Thursday, December 26

Texas Creates Concussion Registry to Track Student Athlete Safety

A new registry is taking shape in Texas to track youth athletes and their rates of sports-related head injuries. Once established, the ConTex registry, a partnership between the University Interscholastic League (UIL) and the O’Donnell Brain Institute at University of Texas Southwestern Medical Center, will be the largest and most comprehensive of its kind in the nation.

Although youth sports are a common and beneficial way for students to keep active, build character, and promote community — some 62% of children playing team sports say they do so to interact with friends — concerns about the lasting effects of injuries, particularly concussions, have risen in recent years. But at the same time, the available data and research on the relationship between sports and brain injuries remains limited.

The ConTex registry will track some 800,000 student athletes in participating Texas schools across more than two dozen sports, using the information gathered to determine whether certain regulations or equipment changes are actually working to make sports safer.

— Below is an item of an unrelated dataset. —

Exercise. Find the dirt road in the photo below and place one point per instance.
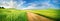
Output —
(35, 17)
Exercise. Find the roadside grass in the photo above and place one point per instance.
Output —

“This is a groundbreaking initial step,” said Dr. Munro Cullum, a professor at the O’Donnell Brain Institute. “I think we’re on the verge of a very impactful project that will inform the nation about the frequency of concussions and will provide basic information about concussion and recovery in student-athletes.”

Professional sports organizations such as the NFL, NHL, and NCAA have taken up concussion studies of their own in recent years at the collegiate and professional levels of play, but much remains to be learned about the impact of brain injuries during adolescence. Since 2008, for example, there has been a nearly 30% increase in the number of patients with brain tumors of an unknown cause that is not reflected in the National Cancer Registry.

“You have to look at football and hockey and girls’ sports. Girls’ soccer and cheerleading are some of places where we see a lot of concussions,” said concussions expert Chad Stephens. “If there’s a way for us…to get more athletes interested in playing and more parents less concerned about letting their athletes play and having data to support our suggestions, our decisions, I think that would be a positive for the sport.”

The UIL and O’Donnell Brain Institute hope that their example will encourage other states to establish registries of their own, which in turn could help paint a better national portrait of student athlete health.

“A lot of states will follow suit if they’re not already working on this very topic,” said Cullum. “I do think our registry will develop a very strong groundwork for a national registry.”